"Well, then, understand," he said, roughly, "you'd better show some intelligence if you want to hold this job that M. Vulfran has given you. If you haven't any intelligence you can't hold the job, and instead of protecting you, as I intended, it will be my duty to pack you off ... fire you! Understand?"

"Yes, sir."

"Well, think about it; think what your position is today and think what it will be tomorrow, turned out in the streets; then let me know what you decide to do. Tell me this evening."

Then as she showed no signs of weakening, he went out of the room with the same gliding step with which he had entered.


CHAPTER XXII

A CABLE TO DACCA

M. VULFRAN was waiting for her. She had no time to think over what Talouel had threatened. She went on with her translation, hoping that her emotion would die down and leave her in a state better able to come to a decision as to what she should do. She continued to write:

"So much time has elapsed since the marriage of your son, M. Edmond Paindavoine, that I have had some difficulty in getting together the facts. It was our own Father Leclerc who performed this marriage.

"The lady who became your son's wife was endowed with the finest womanly qualities. She was upright, kind, charming; added to these qualities, she was gifted with remarkable personal charms.

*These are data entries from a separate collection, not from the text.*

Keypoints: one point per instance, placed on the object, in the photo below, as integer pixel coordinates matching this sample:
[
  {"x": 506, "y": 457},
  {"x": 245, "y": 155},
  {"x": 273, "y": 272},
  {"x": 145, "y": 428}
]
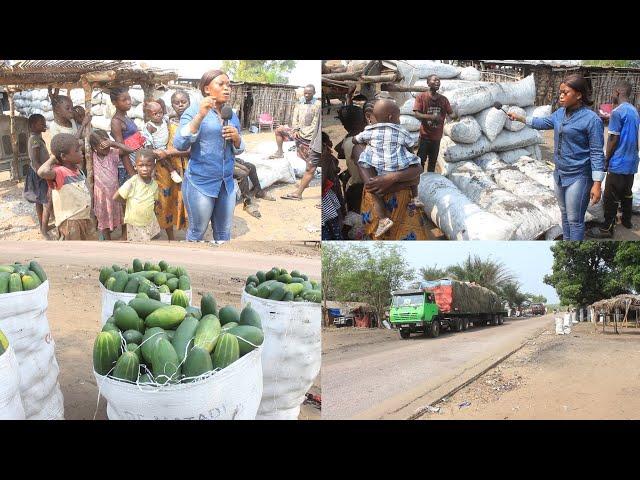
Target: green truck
[{"x": 444, "y": 304}]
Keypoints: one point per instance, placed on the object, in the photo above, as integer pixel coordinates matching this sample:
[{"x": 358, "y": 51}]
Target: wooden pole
[{"x": 15, "y": 167}]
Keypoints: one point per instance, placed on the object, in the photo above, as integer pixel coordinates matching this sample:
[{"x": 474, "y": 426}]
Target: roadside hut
[
  {"x": 69, "y": 74},
  {"x": 616, "y": 307}
]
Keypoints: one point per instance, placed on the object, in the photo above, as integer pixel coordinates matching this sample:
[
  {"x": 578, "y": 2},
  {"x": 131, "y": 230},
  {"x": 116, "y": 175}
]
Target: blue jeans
[
  {"x": 573, "y": 201},
  {"x": 202, "y": 210}
]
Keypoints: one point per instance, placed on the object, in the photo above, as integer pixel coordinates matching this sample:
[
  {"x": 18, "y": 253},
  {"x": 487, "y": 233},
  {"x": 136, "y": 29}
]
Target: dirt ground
[
  {"x": 582, "y": 375},
  {"x": 75, "y": 301},
  {"x": 332, "y": 126},
  {"x": 302, "y": 219}
]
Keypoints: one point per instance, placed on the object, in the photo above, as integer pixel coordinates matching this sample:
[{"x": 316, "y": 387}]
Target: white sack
[
  {"x": 290, "y": 354},
  {"x": 457, "y": 216}
]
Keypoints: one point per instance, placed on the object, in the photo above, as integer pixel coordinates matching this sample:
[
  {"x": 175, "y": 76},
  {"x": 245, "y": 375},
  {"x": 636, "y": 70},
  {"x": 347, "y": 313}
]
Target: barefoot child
[
  {"x": 387, "y": 151},
  {"x": 105, "y": 170},
  {"x": 69, "y": 193},
  {"x": 140, "y": 193},
  {"x": 36, "y": 189}
]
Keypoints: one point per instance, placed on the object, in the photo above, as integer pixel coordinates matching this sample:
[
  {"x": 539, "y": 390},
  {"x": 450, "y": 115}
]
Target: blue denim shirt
[
  {"x": 209, "y": 163},
  {"x": 578, "y": 144}
]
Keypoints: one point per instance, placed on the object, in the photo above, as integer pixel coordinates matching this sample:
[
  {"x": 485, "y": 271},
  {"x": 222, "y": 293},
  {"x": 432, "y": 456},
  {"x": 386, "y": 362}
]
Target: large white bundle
[
  {"x": 110, "y": 298},
  {"x": 491, "y": 121},
  {"x": 407, "y": 107},
  {"x": 457, "y": 216},
  {"x": 468, "y": 101},
  {"x": 10, "y": 402},
  {"x": 270, "y": 171},
  {"x": 511, "y": 156},
  {"x": 23, "y": 319},
  {"x": 410, "y": 123},
  {"x": 514, "y": 125},
  {"x": 470, "y": 73},
  {"x": 478, "y": 186},
  {"x": 442, "y": 70},
  {"x": 290, "y": 354},
  {"x": 465, "y": 130},
  {"x": 232, "y": 393}
]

The time is past when all the knowledge the Hindu woman possessed consisted in the art of being graceful and the science of etiquette of their social world. Today the Hindu woman's mind is cultivated to a remarkable degree. Your son's wife was a highly educated girl. Her father and mother were of the Brahmin faith, but Father Leclerc had the joy of converting them to our own religion. Unfortunately, when a Hindu is converted to our religion he loses his caste, his rank, his standing in social life. This was the case with the family whose daughter married your son. By becoming Christians, they became to a certain extent outcasts.